Anyone following the debate around Ontario’s proposed Bill 39, which would permit the mayors of Toronto and Ottawa to exercise “strong mayor” powers, may be under the impression that the leaders of these large Canadian cities have difficulty getting things done.
With the province of Ontario moving with such urgency to bestow new powers on Toronto’s John Tory and Ottawa’s Mark Sutcliffe, it would be natural to assume there’s a governance crisis at play. Are mayors being stymied by their councils, and are their policy agendas routinely scuttled by obstinate city councillors?
Mayors are generally successful in getting their policy preferences enacted. They’re elected on a policy platform and slowly but surely, mayors usually find a way to push it past a council that may have been elected on a set of opposing priorities.
How did they do so in the absence of the type of “strong mayor” powers their counterparts in some major American cities enjoy?
They enjoy a deference to their office and mandate.
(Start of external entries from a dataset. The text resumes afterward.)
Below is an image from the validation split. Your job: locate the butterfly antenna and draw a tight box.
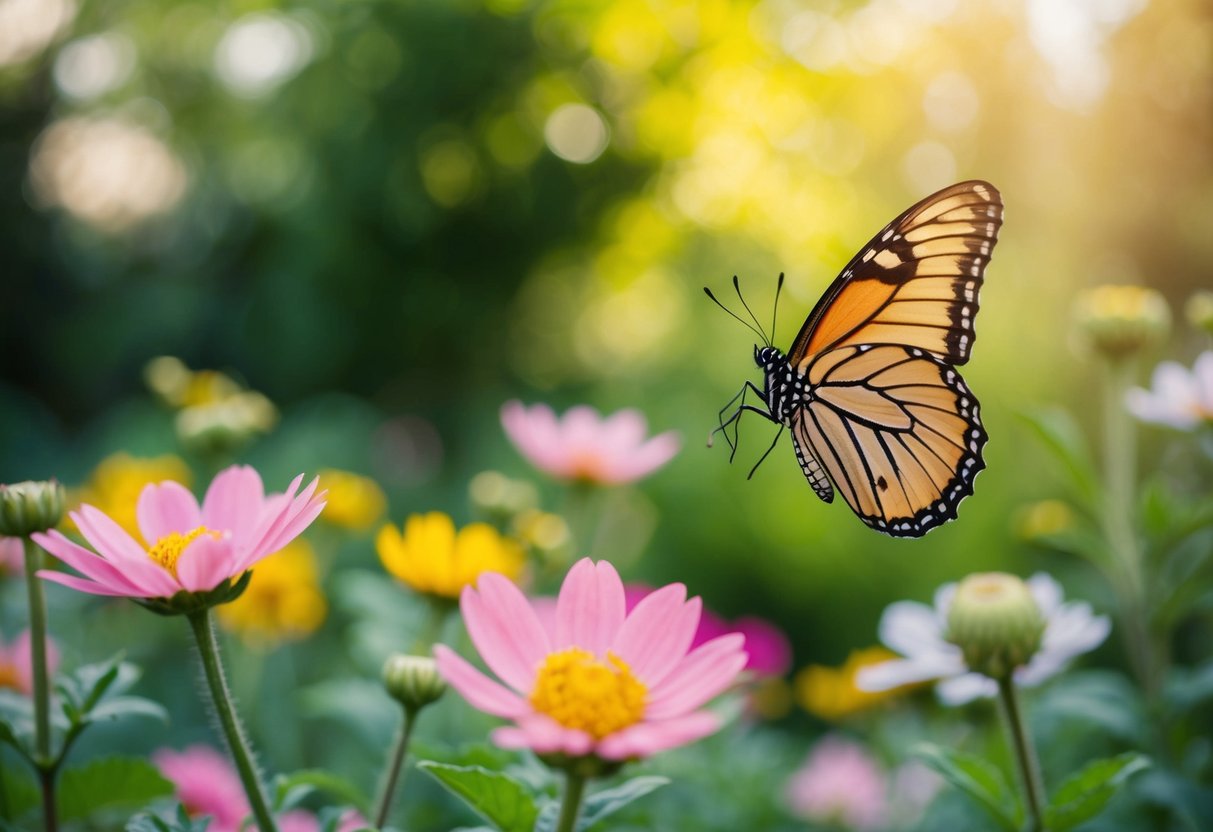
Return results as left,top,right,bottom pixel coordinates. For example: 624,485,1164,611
733,274,770,347
768,272,784,343
704,286,767,341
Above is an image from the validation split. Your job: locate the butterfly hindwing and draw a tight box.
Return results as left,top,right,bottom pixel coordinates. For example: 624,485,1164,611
787,181,1002,374
792,344,986,537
Mayors certainly represent only one vote of many around the council table, but they’re the only one with a city-wide mandate. They can claim support from voters throughout the municipality, and can argue that since they ran and won, they have a good handle on the mood and policy preferences of residents.
They have a city-wide political machine. Accompanying a city-wide mandate is a political machine that supported that victory. These include skilled political operators, volunteers, well-placed supporters and hundreds of donors. This machine is invested in the mayor’s success and can be activated throughout the mayor’s mandate to drum up support for policy initiatives.
They have a large, skilled team at city hall to help them. The mayor has the largest political office of anyone on council. Councillors have staff to assist them mainly with scheduling, administrative issues and constituency services, but mayors have policy staff who help draft and find support for their agenda.
These political staff work closely with city staff, including the city manager’s office, to design policies and services. They also closely manage the mayor’s coalition on council and find support among other councillors who may be partial to whatever initiative the mayor is hoping to pass.
They are natural coalition-builders and can create and re-create alliances as needed. Every mayor has a contingent of councillors they can count on for support. This group shares some type of policy or ideological alignment and can generally be expected to vote with the mayor. Mayors don’t have a caucus or cabinet in the same way a premier or the prime minister does, so this coalition can ebb and flow depending on the issue at hand.
Mayors work to find new partners and keep the door open for even hardened critics to vote with them on certain issues. Part of this process involves supporting local priorities for certain councillors, such as planning matters or traffic management issues. In this sense, mayors often trade support for local issues to get a policy passed.
They have the ear of the premier and prime minister. Unlike any other member of council, the mayor has the ability to directly discuss policy matters with provincial premiers and, very often, the prime minister. Mayors, therefore, not only have the ability to gain high-level support for their initiatives, but they have the chance to work through inter-governmental funding or jurisdictional challenges prior to introducing items to council.
Agenda can stall
A mayor’s policy agenda can slow or fail. Mayors lose council votes from time to time, and occasionally cannot find the necessary support for certain items. But they often get much of what they set out to accomplish passed.
The support they enjoy from council, the public, the premier or even their own staff is contingent upon their actions and the decisions they make in office. If the popularity of a mayor dips, the challenges they face may compound and their agenda could ultimately stall.
For the most part, however, mayors are quite skilled at using both the formal and informal levers and resources at their disposal to fulfil their policy agenda.
Nothing outlined above comes easily, which is why it’s tempting for some to use new powers to eliminate the need to consult and find coalitions among council members. But the processes mayors use to build support — through research, consultation, careful design and negotiation — makes for better and more comprehensive local public policy.
Time will tell if Bill 39 will allow mayors to overstep this process, but it certainly changes the well-established dynamics of local policymaking.